Likhaya has 3 low-lying through platforms and 10 tracks along the station building. The whole station is electrificated 25 kV AC system. Technical inspection of the rolling stock is carried out on the station. The average stopping times of passenger trains are of about 18 minutes. Locomotive changing to move towards Volgograd on the non-electrified line is required.

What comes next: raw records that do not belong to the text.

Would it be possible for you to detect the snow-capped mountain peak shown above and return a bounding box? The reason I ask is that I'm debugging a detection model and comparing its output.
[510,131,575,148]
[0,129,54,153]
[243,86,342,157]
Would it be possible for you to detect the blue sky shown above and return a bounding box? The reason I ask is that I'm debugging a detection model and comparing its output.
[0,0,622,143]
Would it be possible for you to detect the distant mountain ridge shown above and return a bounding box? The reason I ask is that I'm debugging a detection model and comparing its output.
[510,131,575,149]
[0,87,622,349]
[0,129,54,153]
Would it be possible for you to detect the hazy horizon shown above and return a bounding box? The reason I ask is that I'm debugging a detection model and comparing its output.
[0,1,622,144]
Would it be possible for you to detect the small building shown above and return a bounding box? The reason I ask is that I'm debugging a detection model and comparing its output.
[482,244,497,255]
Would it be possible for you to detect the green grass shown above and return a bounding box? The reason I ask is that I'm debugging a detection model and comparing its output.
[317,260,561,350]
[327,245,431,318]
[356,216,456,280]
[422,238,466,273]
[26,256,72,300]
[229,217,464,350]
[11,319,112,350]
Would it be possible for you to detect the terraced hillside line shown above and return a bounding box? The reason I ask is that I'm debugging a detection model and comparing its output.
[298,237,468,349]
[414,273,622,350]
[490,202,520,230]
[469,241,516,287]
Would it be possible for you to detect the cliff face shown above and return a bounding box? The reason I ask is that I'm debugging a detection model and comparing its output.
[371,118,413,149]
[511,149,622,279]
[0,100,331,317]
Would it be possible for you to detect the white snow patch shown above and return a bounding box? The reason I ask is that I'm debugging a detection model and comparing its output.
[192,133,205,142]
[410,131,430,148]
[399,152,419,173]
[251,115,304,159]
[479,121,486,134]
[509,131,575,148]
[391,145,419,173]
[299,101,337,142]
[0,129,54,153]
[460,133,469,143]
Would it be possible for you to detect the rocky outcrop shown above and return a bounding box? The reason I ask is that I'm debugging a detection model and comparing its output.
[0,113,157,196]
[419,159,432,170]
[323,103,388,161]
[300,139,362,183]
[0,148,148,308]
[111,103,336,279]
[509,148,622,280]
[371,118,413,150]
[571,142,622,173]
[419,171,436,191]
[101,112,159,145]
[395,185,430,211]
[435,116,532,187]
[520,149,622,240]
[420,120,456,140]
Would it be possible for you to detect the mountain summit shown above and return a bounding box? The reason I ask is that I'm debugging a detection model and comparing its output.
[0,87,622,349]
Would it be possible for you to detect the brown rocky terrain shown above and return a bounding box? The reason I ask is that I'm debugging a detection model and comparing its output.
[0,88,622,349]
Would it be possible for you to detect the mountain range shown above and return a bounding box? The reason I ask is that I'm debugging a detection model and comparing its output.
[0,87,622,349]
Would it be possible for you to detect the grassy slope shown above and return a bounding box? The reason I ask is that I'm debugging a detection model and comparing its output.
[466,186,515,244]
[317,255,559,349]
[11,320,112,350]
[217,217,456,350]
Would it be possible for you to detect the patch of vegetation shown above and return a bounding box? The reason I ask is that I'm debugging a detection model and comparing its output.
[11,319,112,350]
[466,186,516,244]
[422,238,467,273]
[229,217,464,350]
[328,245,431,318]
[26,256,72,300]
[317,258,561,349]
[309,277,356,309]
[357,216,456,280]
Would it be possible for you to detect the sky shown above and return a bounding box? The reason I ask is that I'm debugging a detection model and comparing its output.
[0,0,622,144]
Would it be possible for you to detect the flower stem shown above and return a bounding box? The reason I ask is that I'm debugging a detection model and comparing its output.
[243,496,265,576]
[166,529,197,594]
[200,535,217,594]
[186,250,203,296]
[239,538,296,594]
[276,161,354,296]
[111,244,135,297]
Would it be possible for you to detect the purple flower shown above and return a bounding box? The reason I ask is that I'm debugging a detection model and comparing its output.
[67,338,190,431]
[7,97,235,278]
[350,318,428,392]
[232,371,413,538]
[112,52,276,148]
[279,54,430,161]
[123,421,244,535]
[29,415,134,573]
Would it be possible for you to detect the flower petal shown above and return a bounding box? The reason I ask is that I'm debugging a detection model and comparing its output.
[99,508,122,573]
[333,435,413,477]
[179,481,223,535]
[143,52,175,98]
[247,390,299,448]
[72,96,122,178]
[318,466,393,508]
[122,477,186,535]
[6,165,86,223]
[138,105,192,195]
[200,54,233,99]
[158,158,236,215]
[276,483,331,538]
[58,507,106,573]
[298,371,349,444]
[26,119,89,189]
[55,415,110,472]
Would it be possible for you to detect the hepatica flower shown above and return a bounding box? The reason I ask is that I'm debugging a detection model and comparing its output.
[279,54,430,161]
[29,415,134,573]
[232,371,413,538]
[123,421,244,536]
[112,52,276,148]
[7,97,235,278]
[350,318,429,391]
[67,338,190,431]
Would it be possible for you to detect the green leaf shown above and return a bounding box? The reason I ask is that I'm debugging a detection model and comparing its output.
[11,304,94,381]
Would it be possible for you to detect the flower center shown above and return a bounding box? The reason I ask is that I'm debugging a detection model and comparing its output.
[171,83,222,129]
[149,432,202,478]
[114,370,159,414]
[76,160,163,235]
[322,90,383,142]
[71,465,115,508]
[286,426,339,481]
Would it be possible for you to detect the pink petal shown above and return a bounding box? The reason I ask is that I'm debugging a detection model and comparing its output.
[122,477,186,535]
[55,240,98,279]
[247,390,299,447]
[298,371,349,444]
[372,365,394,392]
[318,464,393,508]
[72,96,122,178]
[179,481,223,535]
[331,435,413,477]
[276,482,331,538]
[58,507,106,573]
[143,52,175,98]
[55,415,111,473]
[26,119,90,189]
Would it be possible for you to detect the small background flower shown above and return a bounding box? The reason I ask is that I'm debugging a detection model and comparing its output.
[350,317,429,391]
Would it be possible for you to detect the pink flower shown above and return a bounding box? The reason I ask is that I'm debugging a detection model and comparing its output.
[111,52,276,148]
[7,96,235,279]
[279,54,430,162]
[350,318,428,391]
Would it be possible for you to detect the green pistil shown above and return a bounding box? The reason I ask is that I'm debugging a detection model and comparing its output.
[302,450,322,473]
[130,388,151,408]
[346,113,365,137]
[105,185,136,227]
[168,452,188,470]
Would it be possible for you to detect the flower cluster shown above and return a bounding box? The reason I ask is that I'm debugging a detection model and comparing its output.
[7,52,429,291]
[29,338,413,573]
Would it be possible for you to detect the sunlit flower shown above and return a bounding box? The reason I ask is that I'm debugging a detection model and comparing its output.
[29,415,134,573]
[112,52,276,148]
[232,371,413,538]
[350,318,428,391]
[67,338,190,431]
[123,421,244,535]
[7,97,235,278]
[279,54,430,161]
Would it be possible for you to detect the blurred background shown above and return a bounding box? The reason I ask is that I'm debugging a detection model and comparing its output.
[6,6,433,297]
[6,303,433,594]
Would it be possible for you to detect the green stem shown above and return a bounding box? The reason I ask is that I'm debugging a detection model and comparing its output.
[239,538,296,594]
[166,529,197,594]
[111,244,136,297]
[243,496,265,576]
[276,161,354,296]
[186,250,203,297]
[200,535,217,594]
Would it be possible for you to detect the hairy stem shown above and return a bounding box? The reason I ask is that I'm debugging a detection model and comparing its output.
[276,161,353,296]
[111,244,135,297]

The station building is located between the railway tracks. Immediately west of the station lies a walking bridge. The station building is a modest building of two main floors under a tabernacle roof with projections between central and lateral sections and a small triangle pediment over the front entrance. Such architecture performing is not trivial. Designers used architectural forms which give large and high spaces, often modeled on classical forms from the Roman Empire. The high windows of the waiting room have semicircular upper parts. The facade is decorated with pilasters. A cornice above small corbels crowns the top of the station building.

== Services ==
Likhaya is the Kamensk-Shakhtinsky terminus for long-distance and suburban trains operated by Russian Railways. The most common destinations are: Rostov-on-Don, Moscow, Adler, Novorossiysk, Anapa, Kislovodsk, Saint Petersburg, Stavropol, Makhachkala, Sukhumi, Vladikavkaz. The station host suburban trains from Rostov-on-Don, Glubokaya, Chertkovo and Morozovskaya.